Loss-making Tata Teleservices has revamped its board, with Tata group nominees Kishor Chaukar and N Chandrasekaran and NTT Docomo nominee Seiichi Ikeda resigning as directors.
The company inducted three independent directors on its board - State Bank of India Deputy Managing Director Bharati Rao, member of the erstwhile Planning Commission N Jadhav, and marketing expert Vibha Paul Rishi - effective March 30.
The company's board is chaired by Tata group chairman Cyrus Mistry.
Last year, former managing director of Tata Industries, Chaukar; Tata Consultancy Services managing director and chief executive Chandrasekaran; and Ikeda were re-appointed directors for five years. Their sudden exit has fuelled speculation that Tata's merger talks with Norwegian telecom giant Telenor's Indian subsidiary are now in the final stage. Bankers say the merger is likely to be announced soon after the government comes out with telecom merger and acquisition guidelines this month. "This will be beneficial for all stakeholders, including banks, which have lent huge money to the company," said a banker.
When contacted, a company spokesperson said the changes on the board were aimed at meeting the statutory requirement of having at least one woman director and independent directors accounting for at least a third of the board.
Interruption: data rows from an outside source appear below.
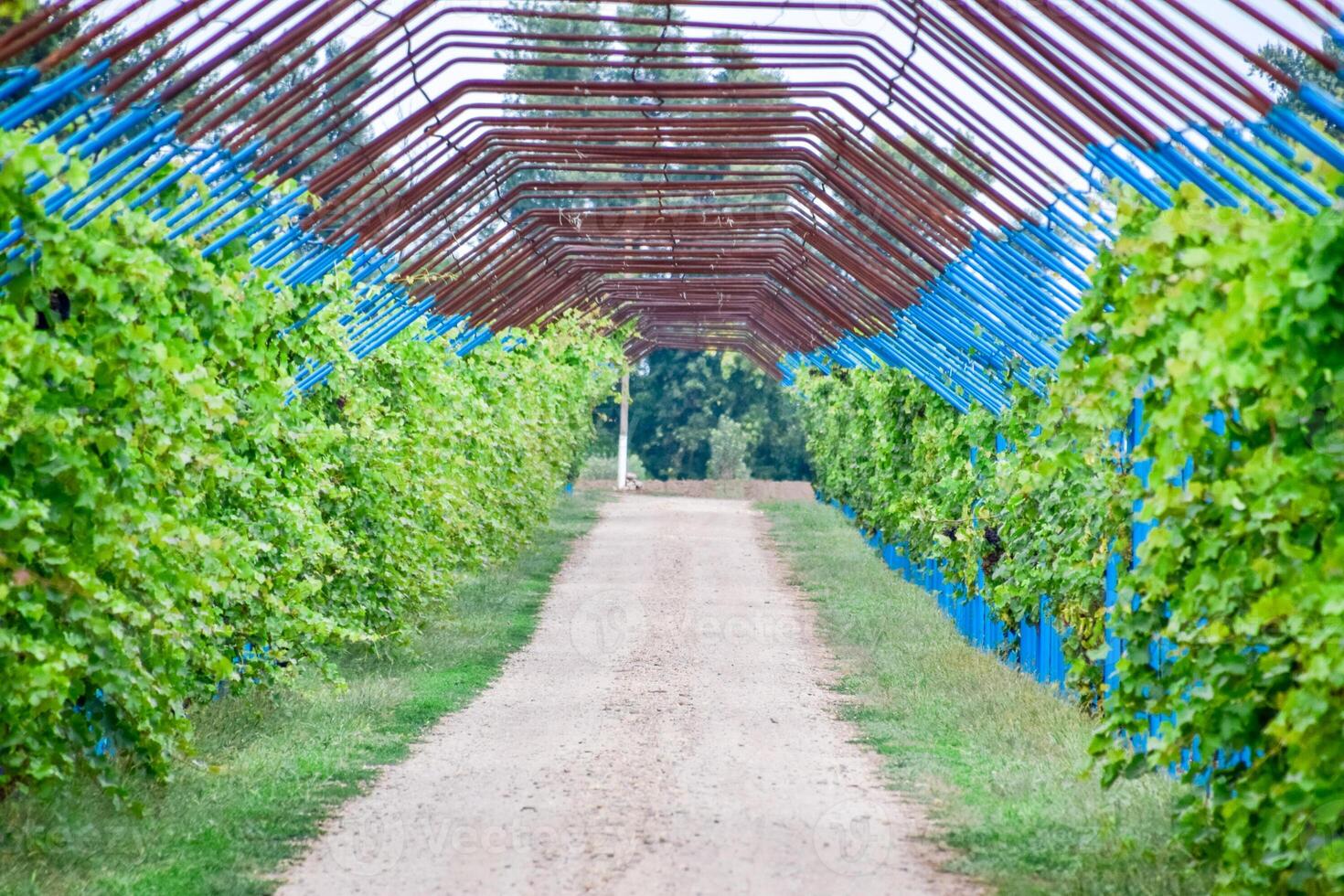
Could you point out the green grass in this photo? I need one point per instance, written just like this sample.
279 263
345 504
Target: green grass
271 766
1000 759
Inputs from institutional nominee and independent directors are expected to boost the company, which has been losing money since it was set up in 1996. For the nine months ended December 2014, Tata Teleservices reported a net loss of Rs 2,940 crore on an operating income of Rs 8,180 crore, against a net loss of Rs 3,490 crore on an operating income of Rs 7,900 crore for the year-ago period.
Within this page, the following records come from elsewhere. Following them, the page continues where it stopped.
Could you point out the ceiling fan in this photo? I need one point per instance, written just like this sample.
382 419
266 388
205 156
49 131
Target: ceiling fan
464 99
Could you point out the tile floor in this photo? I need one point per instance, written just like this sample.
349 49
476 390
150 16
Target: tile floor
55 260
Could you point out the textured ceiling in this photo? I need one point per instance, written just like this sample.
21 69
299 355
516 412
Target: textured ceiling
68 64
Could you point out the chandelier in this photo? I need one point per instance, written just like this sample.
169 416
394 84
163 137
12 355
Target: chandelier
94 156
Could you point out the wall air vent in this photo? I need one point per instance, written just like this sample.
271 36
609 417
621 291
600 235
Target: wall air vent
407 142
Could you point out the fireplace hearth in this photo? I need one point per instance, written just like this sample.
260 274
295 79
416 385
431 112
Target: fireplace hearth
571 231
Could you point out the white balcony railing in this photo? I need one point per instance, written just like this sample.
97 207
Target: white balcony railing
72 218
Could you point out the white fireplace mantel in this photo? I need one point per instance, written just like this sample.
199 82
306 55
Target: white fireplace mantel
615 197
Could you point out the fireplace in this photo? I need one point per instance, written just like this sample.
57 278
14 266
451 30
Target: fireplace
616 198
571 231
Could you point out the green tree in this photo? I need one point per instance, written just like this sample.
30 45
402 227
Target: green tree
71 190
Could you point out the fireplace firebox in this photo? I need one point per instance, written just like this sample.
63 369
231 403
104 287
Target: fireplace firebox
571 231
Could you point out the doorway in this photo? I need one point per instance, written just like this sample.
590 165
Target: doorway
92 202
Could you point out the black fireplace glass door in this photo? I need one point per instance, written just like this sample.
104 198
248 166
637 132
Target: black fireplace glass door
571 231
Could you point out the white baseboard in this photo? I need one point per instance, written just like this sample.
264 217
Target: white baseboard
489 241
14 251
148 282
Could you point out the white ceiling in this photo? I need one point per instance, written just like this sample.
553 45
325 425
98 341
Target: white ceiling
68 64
The Tata group is in arbitration with Docomo. Last year, Docomo had exercised its option to exit Tata Teleservices, at 50 per cent of its acquisition cost.
Though the Tatas have agreed to buy out Docomo 's stake at a pre-determined valuation, its application to the Reserve Bank of India in this regard was rejected. As of now, the matter is pending in the London Court of International Arbitration.
The company had funded licence fees of Rs 5,864 crore for 3G spectrum blocks in nine circles through debt and bankers say the recent purchase of spectrum will add to its debt. Through the next two years, the company is expected to undertake capital expenditure of about Rs 1,300 crore, to be primarily funded through debt.